Après Monte-Carlo, quelques scènes de province, la plupart méridionales, jouèrent Messaline. Cet ouvrage fut, chaque fois monté avec un tel déploiement de mise en scène qu’il remporta un de ces succès incompréhensibles comme la bêtise humaine en donne, parfois, le lamentable exemple. Les mêmes causes qui procurent à d’ineptes chansons, comme l’Amant d’Amanda’’, Ousqu’est Saint-Nazaire, ou Viens, Poupoule, Viens ! des ventes énormes en même temps que la popularité, ont fait la fortune de Messaline. Cette pièce à grand spectacle, pompeusement dénommée tragédie-lyrique, peut avoir des centaines de représentations et faire tomber dans les poches de M. Isidore de Lara d’énormes droits d’auteur, sans que cela prouve autre chose que le public se rue de préférence aux ouvrages médiocres qui flattent ses plus bas instincts. Jamais le mérite d’une œuvre d’art ne s’est encore mesuré aux gros sous qu’elle rapporte.

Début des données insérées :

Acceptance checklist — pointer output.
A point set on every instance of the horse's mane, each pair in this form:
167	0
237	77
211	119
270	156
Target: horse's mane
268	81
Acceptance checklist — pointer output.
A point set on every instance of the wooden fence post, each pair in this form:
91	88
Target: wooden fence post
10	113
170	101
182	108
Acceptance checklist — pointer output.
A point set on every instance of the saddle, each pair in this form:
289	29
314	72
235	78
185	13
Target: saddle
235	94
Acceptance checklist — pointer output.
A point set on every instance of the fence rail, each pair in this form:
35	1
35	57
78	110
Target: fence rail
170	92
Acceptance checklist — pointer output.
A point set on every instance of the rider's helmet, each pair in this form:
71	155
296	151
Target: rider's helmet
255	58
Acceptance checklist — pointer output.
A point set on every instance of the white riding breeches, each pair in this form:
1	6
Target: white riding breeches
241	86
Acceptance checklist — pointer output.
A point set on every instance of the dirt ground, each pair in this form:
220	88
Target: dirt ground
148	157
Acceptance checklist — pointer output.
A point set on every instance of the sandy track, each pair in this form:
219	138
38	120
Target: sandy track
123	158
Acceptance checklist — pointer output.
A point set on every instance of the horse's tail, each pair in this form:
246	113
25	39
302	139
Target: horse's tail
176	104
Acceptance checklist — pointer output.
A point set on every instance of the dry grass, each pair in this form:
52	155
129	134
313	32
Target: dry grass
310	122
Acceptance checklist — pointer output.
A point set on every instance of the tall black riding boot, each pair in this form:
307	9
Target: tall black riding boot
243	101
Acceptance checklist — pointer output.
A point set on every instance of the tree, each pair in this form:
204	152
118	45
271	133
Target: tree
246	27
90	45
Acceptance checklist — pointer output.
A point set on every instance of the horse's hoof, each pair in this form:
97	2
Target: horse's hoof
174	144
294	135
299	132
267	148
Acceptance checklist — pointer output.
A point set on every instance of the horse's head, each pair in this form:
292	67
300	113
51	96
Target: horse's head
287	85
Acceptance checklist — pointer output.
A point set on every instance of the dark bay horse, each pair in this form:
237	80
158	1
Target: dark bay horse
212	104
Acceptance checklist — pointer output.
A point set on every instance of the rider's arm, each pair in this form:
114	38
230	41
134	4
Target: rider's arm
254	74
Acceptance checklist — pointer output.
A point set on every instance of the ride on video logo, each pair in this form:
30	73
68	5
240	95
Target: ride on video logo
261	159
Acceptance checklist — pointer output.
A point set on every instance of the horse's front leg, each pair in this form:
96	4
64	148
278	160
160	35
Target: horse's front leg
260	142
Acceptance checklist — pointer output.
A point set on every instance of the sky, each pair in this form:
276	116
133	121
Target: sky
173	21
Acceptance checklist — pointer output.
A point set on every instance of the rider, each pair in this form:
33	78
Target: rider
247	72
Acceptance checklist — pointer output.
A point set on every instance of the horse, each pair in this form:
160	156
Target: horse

Le livret de Messaline est dû à la collaboration de MM. Armand Silvestre et Eugène Morand. Mieux charpenté que ne le sont, d’ordinaire, ces sortes de choses, généralement informes, il offre des situations assez dramatiques qui ne sont pas sans analogies avec celles de la Tour de Nesles. Son grand défaut est de ne renfermer aucun personnage le moins du monde intéressant… Les caractères sont à peine ébauchés et la musique de M. de Lara est impuissante à leur ajouter le moindre relief. Tous les personnages, en effet, sont taillés dans le même moule mélodique et quel moule ! M. de Lara en a emprunté les principaux matériaux, qu’il souda ensuite tant bien que mal, à Gounod, à Verdi, à MM. Massenet, Delmet, Flégier, Diaz, Mascagni, Tagliafico, Léoncavallo et à Augusta Holmès. Wagner n’a pas été oublié, lui non plus. M. de Lara lui a rendu hommage en bourrant sa partition de leitmotive, ou plutôt de ce qu’il a cru en être. À chaque instant, des thèmes sans intérêt, presque toujours figés dans la même forme, ne subissant aucun développement, se font entendre de la manière la plus énervante et la plus fastidieuse. Maladroitement plaqués dans l’accompagnement, ils n’arrivent jamais à constituer une véritable base symphonique.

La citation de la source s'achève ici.